I am seriously thinking of giving up blogging.  This one was only possible because I had kept my old access through "favourites".

It seems it is not safe to turn your back on your computer even for a weekend.

Why wasn't I born 30 years ago????

Wednesday, 7 September 2011

Trivia or the stuff of life

The picture   is of a climbing rose I've had for about 15 years.  It is fairly undistinguished, pretty, slightly fragrant, not much to write home about but its name is apt for this post.  It is called "Breath of Life".

For some reason I feel quite pleased with today, so what? you might say.
 So nothing much, except that I don't have many such days so it caused me to wonder why.  What is so good about today.

An average brass-cleaning morning in St. M's, with the rector in fine, mickey-taking form.  Quiet, few helpers in, even fewer visitors, but getting off to a good start with morning prayer,  no distractions from cleaning routine, pleasant chat with one or two people, even a brief, very brief, glimpse of sun through the stained glass.

Someone came in to 'do' the flowers, found there were a lot of half-dead ones in the flower room, not yet used and was about to throw them out, when I protested I was asked if I'd like them.  Yes please i said.

So have now two large vases of pale yellow gladioli to brighten my abode, and all free!

Opened my mail and found my broadband and landline supplier has reduced my monthly direct payment by  nearly £20 per month.  Can't believe it, but I'm not about to query it.

Nipped  out in a brief bright spell and did a half an hour's dead-heading and got rid of all the debris (in my bin) before the refuse collectors turned  up.  Luckily, no-one looked in the bin - green waste verboten - got away with it.

On Friday my brother and sister-in-law will call in on their way home from a week's holiday and take me with them down to Kent for a few days.  Life is really starting to look almost attractive, today anyway.

It really is for me, anyway, the little things in the day's routine which make or break the value of life.

God has me under his wing.

Saturday, 3 September 2011

Knowing what is real and what is not - recognizing the difference.

No, this post is not about cats (for a change).  Just an illustration of my point
Her name is Lady Penelope, she was bought from the Tuesday antiques market in Aylesbury about 15 years ago.  She is not REAL.

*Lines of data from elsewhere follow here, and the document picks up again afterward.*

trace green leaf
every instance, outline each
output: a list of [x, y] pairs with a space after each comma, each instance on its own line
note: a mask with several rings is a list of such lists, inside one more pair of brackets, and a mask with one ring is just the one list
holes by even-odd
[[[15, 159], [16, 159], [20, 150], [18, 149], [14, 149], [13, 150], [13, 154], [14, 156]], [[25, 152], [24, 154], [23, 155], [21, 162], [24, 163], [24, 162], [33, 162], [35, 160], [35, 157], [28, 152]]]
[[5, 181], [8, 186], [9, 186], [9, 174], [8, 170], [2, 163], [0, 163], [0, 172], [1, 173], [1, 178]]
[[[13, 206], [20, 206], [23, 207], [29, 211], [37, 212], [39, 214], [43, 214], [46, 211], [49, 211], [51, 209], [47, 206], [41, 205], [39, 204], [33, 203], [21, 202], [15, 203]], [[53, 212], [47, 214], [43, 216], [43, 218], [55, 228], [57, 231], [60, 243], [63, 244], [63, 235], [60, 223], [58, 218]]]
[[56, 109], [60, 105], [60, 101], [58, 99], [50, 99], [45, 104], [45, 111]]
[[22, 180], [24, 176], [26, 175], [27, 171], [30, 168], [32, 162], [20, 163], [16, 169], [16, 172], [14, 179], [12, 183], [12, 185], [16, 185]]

Yesterday,  I had one of my all-too-rare visits from John's daughter and grandson.  Technically I suppose, my step-daughter and grandson, but this is not how I have ever thought of them.

John had a son and a daughter from his first marriage and both children were brought up by his ex-wife and her partner.

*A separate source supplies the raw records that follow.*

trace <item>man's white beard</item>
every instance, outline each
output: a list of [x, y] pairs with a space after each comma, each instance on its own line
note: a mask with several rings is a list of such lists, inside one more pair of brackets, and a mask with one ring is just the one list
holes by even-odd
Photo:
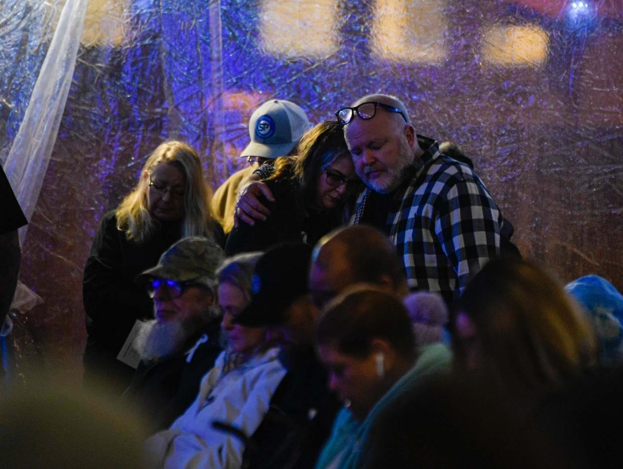
[[147, 321], [136, 334], [134, 348], [143, 361], [173, 355], [182, 351], [188, 339], [204, 323], [197, 318], [184, 322], [173, 320], [163, 323], [156, 320]]
[[[401, 139], [400, 153], [396, 161], [396, 166], [387, 168], [386, 175], [383, 182], [376, 182], [369, 181], [365, 177], [365, 174], [358, 174], [359, 177], [363, 181], [364, 183], [374, 192], [379, 194], [389, 194], [397, 189], [402, 182], [405, 174], [407, 173], [407, 168], [413, 163], [414, 157], [414, 152], [409, 146], [409, 143], [404, 136]], [[373, 168], [370, 168], [372, 171]], [[364, 168], [364, 173], [368, 171]]]

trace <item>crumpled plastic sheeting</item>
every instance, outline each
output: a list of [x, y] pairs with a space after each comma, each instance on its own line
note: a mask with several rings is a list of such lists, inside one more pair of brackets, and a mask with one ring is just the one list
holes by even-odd
[[[244, 166], [247, 120], [272, 97], [318, 121], [365, 93], [398, 95], [419, 133], [473, 158], [524, 255], [564, 282], [596, 273], [623, 287], [619, 2], [586, 0], [578, 11], [576, 2], [576, 11], [547, 0], [104, 3], [24, 246], [22, 280], [45, 301], [30, 313], [35, 341], [64, 352], [58, 361], [79, 364], [91, 240], [150, 151], [188, 141], [216, 188]], [[3, 52], [0, 64], [24, 89], [40, 62], [27, 55]], [[19, 110], [25, 95], [12, 88], [4, 98]], [[14, 125], [0, 132], [2, 148]]]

We saw them about once a month after our marriage and took them out for the day usually to the coast, since they lived pretty far down in Kent.

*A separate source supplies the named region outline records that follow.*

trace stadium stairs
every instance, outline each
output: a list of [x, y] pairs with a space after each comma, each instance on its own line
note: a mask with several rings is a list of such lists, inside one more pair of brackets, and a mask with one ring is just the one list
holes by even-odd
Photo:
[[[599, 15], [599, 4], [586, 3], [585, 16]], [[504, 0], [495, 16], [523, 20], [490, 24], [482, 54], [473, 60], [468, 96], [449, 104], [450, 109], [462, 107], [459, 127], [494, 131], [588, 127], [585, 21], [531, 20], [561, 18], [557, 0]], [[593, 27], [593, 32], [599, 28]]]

We ceased to see the son many years ago - no details since this is not the place and it is not my story - but continued on a fairly irregular basis to see the daughter.  When she married and had a son we saw them both much more frequently and became closer as a family.

The grandson became an army cadet and joined the regular army at the age of about 17.  He is a lovely boy and both his grandfather and I were very fond of him.

He has been to Iraq at the age of about 20 and then after a spell back at base went to Afghanistan.  He has a pretty action-based profession and is (unfortunately) once more in line for a tour of duty in Afghanistan.  He is now 23 with a wise head on young shoulders and looks life straight in the face.

His mother is (rightly) very proud of him, his progress  has been rapid and he never fails an exam or test, but she is of course, worried and fearful for his safety.

I, perhaps more than most people, tend to live in a fantasy world.  When life becomes too difficult to cope with I tend to retreat into a dream-like existence where anything can be what I want it to be.

Most of the time, I am able to snap back to hard reality, but, lacking close companionship find this form of retreat works for me.

I don't think I'm any less balanced than most other people, but have found this 'safety-blanket' a useful tool when situations around me would otherwise cause too much stress.

So far, and I hope for ever, it has always been possible to snap out of 'escape' mode and step back into the real world.

I do know the difference, just sometimes make the easier choice.